When Jim and Kathleen Klasovsky's 14-year-old daughter, Natasha, started acting up in school and at home, they knew it was more than just teen-age rebellion.
Having reared three children before Natasha, they knew what rebellion was -- and how to handle it.
Natasha's behavior was different and completely uncontrollable.
"She was confrontational with everyone," Kathleen says. "She was getting in trouble at school and with friends."
Jim and Kathleen, of Austintown, employed strict discipline at home.
"With our other children, we set the rules and they followed the punishment," Kathleen explains. "With Natasha, the rules worked for a while, then she would completely disregard them."
She began staying out late or not coming home at all.
"I will never forget the first time she disappeared," Kathleen remembers, the hurt and fear still in her voice. "I thought my heart would stop beating."
Natasha disappeared many more times. Sometimes she would leave for a day, other times three.
"She would always call me and tell me she was OK," Kathleen says. "But she would never tell me where she was."
Eventually, one night Natasha sneaked out of the house in the middle of the night and vandalized neighborhood cars.
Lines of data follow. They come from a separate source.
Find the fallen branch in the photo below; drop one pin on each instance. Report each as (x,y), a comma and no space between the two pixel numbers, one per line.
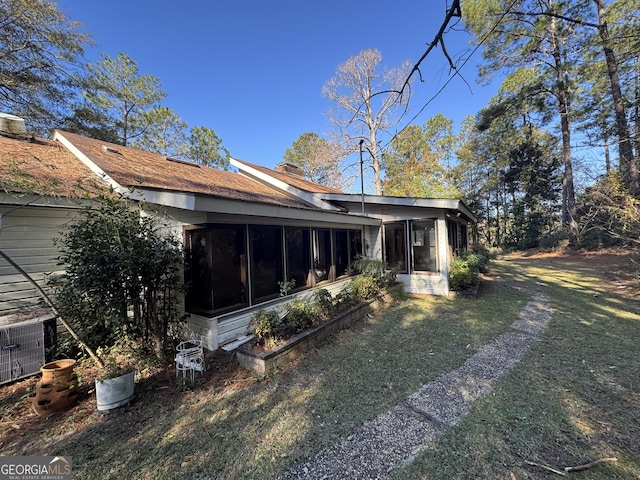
(586,466)
(546,468)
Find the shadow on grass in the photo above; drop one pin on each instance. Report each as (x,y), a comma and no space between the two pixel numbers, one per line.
(257,429)
(572,400)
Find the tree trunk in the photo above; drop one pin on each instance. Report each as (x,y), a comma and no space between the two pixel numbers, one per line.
(569,209)
(628,165)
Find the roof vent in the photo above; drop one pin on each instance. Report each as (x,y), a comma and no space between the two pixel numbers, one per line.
(289,168)
(12,124)
(111,150)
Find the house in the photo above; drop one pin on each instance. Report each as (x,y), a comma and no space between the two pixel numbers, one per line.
(245,232)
"She rampaged through the neighborhood," Kathleen says sadly. "We knew she had done it. We called the police. We had to."
Kathleen pauses as her voice quivers. "They handcuffed her, put her in the police car and took her to JJC [Mahoning County Juvenile Justice Center]."
As a mother, Kathleen wanted nothing more than to protect her child, but she knew Natasha needed help.
"This was too big for us to handle," Kathleen concedes.
Natasha spent 110 days at JJC. It was then that she was diagnosed with bipolar disorder.
What it means
Bipolar, formerly called manic depression, swings the afflicted's emotions from one side of the pendulum to the other. The night Natasha rampaged through her neighborhood, she was in a highly manic state.
Jim and Kathleen were both relieved and grieved by the diagnosis.
"You go through a grieving process," Kathleen explains, "when you find out your child has a mental illness."
Although these parents were working through their grief, the relief they felt was short-lived.
"We wanted our daughter to be helped," Kathleen shares with exasperation in her voice.
"If you have a serious medical problem," she says, "you go to a hospital and you are taken care of or referred to those who can help you. With mental illness, the system is not complete."
Kathleen spent hours calling organizations and institutions searching for help for her daughter.
"We went through programs. ..." Kathleen rolls her eyes thinking of all the avenues they tried.
Ray of hope
Jim and Kathleen found their greatest ray of hope at Families in Touch, NAMI of the Mahoning Valley.
NAMI, the National Alliance for the Mentally Ill, has a support group every month and a 12-week-long, Family-to-Family class for those dealing with a mentally ill loved one.
"You can sit there and say anything you want to say, and they understand," Kathleen explains.
"Friends and family will say, 'Maybe you should try this or that,'" Kathleen says. "Our NAMI family won't say that. They know."
The Klasovskys also found direction for their daughter. Today, through medication, counseling and love, Natasha is doing well.
Kathleen has been asked to participate on the Juvenile Justice Community Advisory Board, which provides recommendations for the juvenile justice system.
"They are beginning to recognize what is going on with some of these children and provide help for them," Kathleen says with a smile. "This is what I would have wanted when my daughter was going through this."